# Transfer learning / fine-tuning

This tutorial will guide you through the process of using _transfer learning_ to learn an accurate image classifier from a relatively small number of training samples. Generally speaking, transfer learning refers to the process of leveraging the knowledge learned in one model for the training of another model. 

More specifically, the process involves taking an existing neural network which was previously trained to good performance on a larger dataset, and using it as the basis for a new model which leverages that previous network's accuracy for a new task. This method has become popular in recent years to improve the performance of a neural net trained on a small dataset; the intuition is that the new dataset may be too small to train to good performance by itself, but we know that most neural nets trained to learn image features often learn similar features anyway, especially at early layers where they are more generic (edge detectors, blobs, and so on). 

Transfer learning has been largely enabled by the open-sourcing of state-of-the-art models; for the top performing models in image classification tasks (like from [ILSVRC](http://www.image-net.org/challenges/LSVRC/)), it is common practice now to not only publish the architecture, but to release the trained weights of the model as well. This lets amateurs use these top image classifiers to boost the performance of their own task-specific models.

#### Feature extraction vs. fine-tuning

At one extreme, transfer learning can involve taking the pre-trained network and freezing the weights, and using one of its hidden layers (usually the last one) as a feature extractor, using those features as the input to a smaller neural net. 

At the other extreme, we start with the pre-trained network, but we allow some of the weights (usually the last layer or last few layers) to be modified. Another name for this procedure is called "fine-tuning" because we are slightly adjusting the pre-trained net's weights to the new task. We usually train such a network with a lower learning rate, since we expect the features are already relatively good and do not need to be changed too much. 

Sometimes, we do something in-between: Freeze just the early/generic layers, but fine-tune the later layers. Which strategy is best depends on the size of your dataset, the number of classes, and how much it resembles the dataset the previous model was trained on (and thus, whether it can benefit from the same learned feature extractors). A more detailed discussion of how to strategize can be found in [[1]](http://cs231n.github.io/transfer-learning/) [[2]](http://sebastianruder.com/transfer-learning/).

## Procedure

In this guide will go through the process of loading a state-of-the-art, 1000-class image classifier, [VGG16](https://arxiv.org/pdf/1409.1556.pdf) which [won the ImageNet challenge in 2014](http://www.robots.ox.ac.uk/~vgg/research/very_deep/), and using it as a fixed feature extractor to train a smaller custom classifier on our own images, although with very few code changes, you can try fine-tuning as well.

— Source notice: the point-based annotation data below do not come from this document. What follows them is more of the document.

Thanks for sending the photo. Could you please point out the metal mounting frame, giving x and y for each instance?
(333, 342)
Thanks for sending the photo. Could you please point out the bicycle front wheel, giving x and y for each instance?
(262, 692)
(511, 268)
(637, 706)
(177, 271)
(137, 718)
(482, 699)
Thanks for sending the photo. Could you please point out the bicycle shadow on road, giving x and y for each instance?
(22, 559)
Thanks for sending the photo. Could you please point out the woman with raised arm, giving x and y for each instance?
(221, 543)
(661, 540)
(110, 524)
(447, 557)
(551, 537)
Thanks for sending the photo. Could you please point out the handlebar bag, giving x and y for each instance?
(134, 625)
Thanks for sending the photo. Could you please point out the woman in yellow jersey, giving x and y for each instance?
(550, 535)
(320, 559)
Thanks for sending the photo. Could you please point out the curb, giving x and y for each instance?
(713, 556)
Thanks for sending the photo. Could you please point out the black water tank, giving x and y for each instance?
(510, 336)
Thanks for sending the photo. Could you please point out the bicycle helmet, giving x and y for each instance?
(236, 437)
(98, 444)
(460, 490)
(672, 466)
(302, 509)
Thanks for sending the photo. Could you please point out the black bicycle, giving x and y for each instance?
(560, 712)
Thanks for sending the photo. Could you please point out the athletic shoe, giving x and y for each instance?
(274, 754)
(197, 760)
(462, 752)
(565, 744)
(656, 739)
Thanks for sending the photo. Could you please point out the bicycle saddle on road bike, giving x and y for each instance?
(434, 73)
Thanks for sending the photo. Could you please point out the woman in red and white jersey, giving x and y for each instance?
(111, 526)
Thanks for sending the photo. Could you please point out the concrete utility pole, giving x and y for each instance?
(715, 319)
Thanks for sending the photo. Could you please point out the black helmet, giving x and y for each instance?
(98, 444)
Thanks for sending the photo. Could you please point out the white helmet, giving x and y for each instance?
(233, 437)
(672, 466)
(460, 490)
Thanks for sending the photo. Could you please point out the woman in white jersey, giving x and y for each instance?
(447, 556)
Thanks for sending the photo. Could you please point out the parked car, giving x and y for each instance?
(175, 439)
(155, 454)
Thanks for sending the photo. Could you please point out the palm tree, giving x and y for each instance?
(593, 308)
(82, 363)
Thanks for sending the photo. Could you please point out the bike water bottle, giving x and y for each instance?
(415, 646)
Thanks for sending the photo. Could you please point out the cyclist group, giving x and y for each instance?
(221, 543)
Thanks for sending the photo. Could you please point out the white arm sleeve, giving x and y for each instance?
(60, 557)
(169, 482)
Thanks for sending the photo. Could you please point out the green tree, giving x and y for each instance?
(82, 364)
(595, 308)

We will first load VGG16 and remove its final layer, the 1000-class softmax classification layer specific to ImageNet, and replace it with a new classification layer for the classes we are training over. We will then freeze all the weights in the network except the new ones connecting to the new classification layer, and then train the new classification layer over our new dataset. 

We will also compare this method to training a small neural network from scratch on the new dataset, and as we shall see, it will dramatically improve our accuracy. We will do that part first.

As our test subject, we'll use a dataset consisting of around 6000 images belonging to 97 classes, and train an image classifier with around 80% accuracy on it. It's worth noting that this strategy scales well to image sets where you may have even just a couple hundred or less images. Its performance will be lesser from a small number of samples (depending on classes) as usual, but still impressive considering the usual constraints.


In [2]:
%matplotlib inline

import os

import random
import numpy as np
import keras

import matplotlib.pyplot as plt
from matplotlib.pyplot import imshow

import torch
import torch.nn as nn
import torch.optim as optim
import torchvision
from torchvision import datasets, models, transforms

device = torch.device("cuda:0" if torch.cuda.is_available() else "cpu")

### Getting a dataset

The first step is going to be to load our data. As our example, we will be using the dataset [STL-10](https://cs.stanford.edu/~acoates/stl10/), which contains thousands of labeled images belonging to 10 object categories. In order to handle this large sum of data, we prescribe it the dataloader from torchvision. This will grab individual pieces of the dataset used for training in batches.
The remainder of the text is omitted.